The loophole works this way:

Speculators write software to automatically register hundreds or thousands of names. Some are variants of trademarks or generic keywords that Internet users are likely to type — or mistype. Others are names grabbed after their original owners fail to renew.

During the grace period, the entrepreneur puts up a Web page featuring keyword search ads and receives a commission on each ad clicked. Services like Google Inc.'s AdSense for Domains and Yahoo Inc.'s Domain Match help large domain name owners set them up, even as the search companies officially oppose abuses in tasting.

Addresses likely to generate more than the $6 annual cost of domain name are kept — not a high threshold given how lucrative search advertising is these days.

The rest are thrown back into the pool on the fourth or fifth day, only to be grabbed by another group of domain name tasters.

"Everyone's trash is someone else's gold," said Jay Westerdal, president of Name Intelligence. "You'll see this with three or four companies that keep going through the trash of everybody else."

And because the process is automated — the names are grabbed as soon as they are let go — legitimate registrants barely have a chance, Westerdal said.

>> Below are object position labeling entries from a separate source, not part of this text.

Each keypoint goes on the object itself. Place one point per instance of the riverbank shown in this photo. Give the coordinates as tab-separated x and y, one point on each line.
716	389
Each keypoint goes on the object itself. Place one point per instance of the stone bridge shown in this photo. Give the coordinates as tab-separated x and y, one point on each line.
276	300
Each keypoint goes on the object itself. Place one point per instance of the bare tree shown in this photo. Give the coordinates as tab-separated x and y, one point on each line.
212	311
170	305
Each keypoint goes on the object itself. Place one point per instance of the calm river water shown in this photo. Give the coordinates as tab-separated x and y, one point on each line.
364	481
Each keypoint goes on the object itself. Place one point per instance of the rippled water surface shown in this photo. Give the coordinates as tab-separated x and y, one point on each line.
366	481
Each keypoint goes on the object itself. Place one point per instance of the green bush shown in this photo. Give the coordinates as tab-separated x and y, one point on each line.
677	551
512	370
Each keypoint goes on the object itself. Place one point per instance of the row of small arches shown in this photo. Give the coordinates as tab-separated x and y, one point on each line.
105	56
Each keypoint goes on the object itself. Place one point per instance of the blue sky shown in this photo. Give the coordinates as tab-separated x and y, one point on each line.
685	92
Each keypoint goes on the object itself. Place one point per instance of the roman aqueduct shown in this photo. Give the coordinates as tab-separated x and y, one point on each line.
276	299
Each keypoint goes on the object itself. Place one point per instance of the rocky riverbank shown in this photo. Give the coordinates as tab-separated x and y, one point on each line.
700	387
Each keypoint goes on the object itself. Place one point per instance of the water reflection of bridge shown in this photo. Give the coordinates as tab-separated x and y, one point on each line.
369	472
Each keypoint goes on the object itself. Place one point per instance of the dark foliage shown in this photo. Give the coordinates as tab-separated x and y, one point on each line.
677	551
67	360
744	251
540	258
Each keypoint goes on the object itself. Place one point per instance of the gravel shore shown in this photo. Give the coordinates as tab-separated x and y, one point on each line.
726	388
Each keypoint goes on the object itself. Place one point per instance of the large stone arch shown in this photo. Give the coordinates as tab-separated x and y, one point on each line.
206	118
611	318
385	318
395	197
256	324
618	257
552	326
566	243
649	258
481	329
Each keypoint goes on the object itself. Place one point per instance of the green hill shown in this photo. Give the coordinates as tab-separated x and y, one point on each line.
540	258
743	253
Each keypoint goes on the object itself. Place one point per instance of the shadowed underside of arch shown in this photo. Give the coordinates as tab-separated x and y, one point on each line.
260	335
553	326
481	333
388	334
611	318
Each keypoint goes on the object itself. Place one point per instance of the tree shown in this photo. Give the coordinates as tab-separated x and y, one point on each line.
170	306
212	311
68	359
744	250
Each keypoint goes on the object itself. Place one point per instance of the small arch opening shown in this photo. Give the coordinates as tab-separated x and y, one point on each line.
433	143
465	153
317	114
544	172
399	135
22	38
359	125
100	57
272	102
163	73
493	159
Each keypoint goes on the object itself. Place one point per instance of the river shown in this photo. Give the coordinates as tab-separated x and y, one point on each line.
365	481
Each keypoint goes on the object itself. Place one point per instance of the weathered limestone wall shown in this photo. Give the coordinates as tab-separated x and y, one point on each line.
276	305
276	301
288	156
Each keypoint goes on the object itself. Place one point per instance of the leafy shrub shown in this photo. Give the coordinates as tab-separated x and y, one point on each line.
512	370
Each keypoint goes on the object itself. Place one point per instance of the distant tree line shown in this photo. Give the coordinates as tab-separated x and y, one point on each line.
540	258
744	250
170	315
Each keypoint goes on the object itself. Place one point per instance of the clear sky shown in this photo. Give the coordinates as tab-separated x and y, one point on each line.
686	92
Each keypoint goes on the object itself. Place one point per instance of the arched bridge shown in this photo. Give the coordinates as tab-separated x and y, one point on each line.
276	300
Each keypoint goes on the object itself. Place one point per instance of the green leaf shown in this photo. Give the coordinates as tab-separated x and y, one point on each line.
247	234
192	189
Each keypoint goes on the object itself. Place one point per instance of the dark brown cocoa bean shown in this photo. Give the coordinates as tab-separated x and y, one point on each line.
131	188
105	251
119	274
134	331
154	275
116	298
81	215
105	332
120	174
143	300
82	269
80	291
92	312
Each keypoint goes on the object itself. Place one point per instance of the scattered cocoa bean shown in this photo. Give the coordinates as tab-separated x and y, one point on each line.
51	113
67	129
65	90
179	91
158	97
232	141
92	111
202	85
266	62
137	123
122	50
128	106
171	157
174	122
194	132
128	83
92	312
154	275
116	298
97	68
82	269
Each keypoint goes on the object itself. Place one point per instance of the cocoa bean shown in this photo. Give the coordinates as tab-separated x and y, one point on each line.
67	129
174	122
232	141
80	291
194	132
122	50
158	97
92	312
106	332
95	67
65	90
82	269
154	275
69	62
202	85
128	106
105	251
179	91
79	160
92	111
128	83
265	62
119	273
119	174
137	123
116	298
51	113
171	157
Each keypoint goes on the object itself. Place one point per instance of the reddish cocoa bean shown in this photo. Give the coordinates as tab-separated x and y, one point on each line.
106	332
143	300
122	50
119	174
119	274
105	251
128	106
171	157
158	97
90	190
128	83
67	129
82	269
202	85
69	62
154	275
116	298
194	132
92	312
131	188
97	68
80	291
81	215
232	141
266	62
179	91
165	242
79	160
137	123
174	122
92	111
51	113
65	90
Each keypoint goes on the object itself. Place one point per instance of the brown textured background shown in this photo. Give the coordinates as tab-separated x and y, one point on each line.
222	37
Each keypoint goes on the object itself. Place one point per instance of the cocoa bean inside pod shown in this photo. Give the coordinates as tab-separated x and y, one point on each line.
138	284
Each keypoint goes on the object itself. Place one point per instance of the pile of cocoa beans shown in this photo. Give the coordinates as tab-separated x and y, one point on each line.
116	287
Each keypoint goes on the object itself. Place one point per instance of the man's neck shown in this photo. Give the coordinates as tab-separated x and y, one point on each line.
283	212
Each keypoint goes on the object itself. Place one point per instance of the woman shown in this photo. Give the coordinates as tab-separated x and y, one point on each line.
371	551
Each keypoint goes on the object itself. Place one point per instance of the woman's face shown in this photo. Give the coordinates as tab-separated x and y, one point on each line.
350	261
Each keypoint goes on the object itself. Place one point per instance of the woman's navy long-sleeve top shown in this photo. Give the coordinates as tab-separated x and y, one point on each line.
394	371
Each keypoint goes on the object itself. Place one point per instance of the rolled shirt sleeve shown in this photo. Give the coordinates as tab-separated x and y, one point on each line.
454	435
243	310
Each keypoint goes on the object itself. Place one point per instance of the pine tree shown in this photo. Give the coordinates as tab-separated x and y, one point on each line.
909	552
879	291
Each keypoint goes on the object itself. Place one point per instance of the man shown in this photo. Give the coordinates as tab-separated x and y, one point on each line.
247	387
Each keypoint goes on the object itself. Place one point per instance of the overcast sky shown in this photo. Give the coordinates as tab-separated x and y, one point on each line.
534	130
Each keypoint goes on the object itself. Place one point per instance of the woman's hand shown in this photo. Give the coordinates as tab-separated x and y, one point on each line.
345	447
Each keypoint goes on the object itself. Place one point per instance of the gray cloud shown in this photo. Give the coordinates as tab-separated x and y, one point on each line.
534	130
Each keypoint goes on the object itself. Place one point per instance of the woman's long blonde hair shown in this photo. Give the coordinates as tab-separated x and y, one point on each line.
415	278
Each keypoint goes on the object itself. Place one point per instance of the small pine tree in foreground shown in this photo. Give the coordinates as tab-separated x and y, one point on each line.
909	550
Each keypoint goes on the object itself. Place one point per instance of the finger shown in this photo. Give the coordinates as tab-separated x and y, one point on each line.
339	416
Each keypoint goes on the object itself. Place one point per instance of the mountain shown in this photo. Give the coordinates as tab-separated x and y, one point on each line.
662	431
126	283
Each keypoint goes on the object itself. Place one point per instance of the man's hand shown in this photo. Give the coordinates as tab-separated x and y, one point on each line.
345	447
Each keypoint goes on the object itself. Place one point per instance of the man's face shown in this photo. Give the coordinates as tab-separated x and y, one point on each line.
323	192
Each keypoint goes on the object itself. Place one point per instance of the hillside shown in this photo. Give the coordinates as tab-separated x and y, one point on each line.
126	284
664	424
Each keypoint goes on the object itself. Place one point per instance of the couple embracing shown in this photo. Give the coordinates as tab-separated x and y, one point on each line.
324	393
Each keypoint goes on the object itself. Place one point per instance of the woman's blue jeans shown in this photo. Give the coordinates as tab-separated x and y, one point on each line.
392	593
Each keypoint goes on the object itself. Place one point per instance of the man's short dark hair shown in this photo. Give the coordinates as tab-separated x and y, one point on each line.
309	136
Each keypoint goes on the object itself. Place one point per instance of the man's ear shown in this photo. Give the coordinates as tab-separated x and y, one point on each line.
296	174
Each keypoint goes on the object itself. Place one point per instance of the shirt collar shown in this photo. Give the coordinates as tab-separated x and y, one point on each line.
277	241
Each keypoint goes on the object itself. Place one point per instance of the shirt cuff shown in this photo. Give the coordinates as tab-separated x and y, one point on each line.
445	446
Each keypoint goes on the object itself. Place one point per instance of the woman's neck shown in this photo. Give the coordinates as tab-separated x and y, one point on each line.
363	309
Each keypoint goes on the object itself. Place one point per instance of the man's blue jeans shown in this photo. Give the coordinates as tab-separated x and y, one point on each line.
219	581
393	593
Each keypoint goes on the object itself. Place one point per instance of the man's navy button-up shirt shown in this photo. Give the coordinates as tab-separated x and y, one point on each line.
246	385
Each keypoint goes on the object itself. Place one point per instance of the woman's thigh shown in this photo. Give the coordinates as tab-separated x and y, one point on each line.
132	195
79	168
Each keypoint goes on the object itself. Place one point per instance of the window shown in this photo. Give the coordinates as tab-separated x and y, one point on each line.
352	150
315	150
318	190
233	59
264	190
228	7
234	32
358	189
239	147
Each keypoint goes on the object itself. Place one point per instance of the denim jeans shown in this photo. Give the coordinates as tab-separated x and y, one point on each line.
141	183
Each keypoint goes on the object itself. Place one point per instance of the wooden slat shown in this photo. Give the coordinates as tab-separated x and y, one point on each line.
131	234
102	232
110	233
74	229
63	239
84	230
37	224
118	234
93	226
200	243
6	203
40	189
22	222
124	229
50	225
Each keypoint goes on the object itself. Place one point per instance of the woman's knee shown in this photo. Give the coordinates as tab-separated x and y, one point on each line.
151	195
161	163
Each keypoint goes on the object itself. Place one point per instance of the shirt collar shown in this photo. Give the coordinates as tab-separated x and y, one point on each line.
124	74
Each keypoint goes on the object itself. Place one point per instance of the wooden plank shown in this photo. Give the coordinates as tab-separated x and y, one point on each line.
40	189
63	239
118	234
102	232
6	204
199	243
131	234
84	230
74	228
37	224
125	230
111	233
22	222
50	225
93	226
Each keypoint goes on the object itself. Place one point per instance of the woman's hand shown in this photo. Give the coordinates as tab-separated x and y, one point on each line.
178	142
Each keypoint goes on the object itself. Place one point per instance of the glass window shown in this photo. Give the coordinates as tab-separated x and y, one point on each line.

The department store chain Neiman Marcus Group Inc. even filed a federal lawsuit last year accusing the registration company Dotster Inc. of tasting hundreds of names meant to lure Internet users who mistype Web addresses. At one point, the lawsuit said, the misspelled NeimuMarcus.com featured ads for Target, Nordstrom and other rivals.

David Steele, an attorney representing the retailer, said Neiman Marcus could have placed ads on those sites as well, but "should Neiman Marcus have to pay ... for directing people back to their Web site?"

The two parties recently agreed to settle, though Steele said details won't be announced until at least this week (Dotster declined comment). He said his law firm, Christie, Parker & Hale LLP, also was preparing litigation against other tasters.

Operators of the ".org" database have tried to strike back, winning approval in November to charge a restocking fee.

But VeriSign Inc., which runs ".com" and ".net," has not publicly backed one. The oversight agency ICANN said it was still studying the extent of the problem.

Critics of the system say VeriSign and ICANN both benefit from the thousands of names that are tasted and kept, collecting fees proportional to the number of names sold.

VeriSign said decisions should follow community-wide discussions.

"The risk is you don't want to necessarily move too fast or have a knee-jerk reaction without understanding the ramification," said Michael Denning, general manager with VeriSign's Digital Brand Management Services, which encourages companies to register additional domain names before tasters can get to them.

The practice, meanwhile, shows no signs of waning.

A newer variant, sometimes called "kiting," involves the same company reregistering the same name every fourth or fifth day to hang onto it in perpetuity, without ever paying for it.

Anti-spam experts also suggest that spammers and scam artists are turning to the loophole to register new names every couple of days to avoid detection.

"We see them using hundreds and hundreds of domains, and even at $5 a domain, that's costing them thousands of dollars, which they probably don't want to be losing," said Matt Sergeant, senior anti-spam technologist at MessageLabs Ltd.

Steele, the Neiman Marcus lawyer, said many of the dispute-resolution rules written for the pre-tasting days are no longer effective.

"By the time you expend the time and effort to track and figure out who's going after what names, they have moved on," he said. "A day where 100 Neiman Marcus names get registered is not an uncommon day."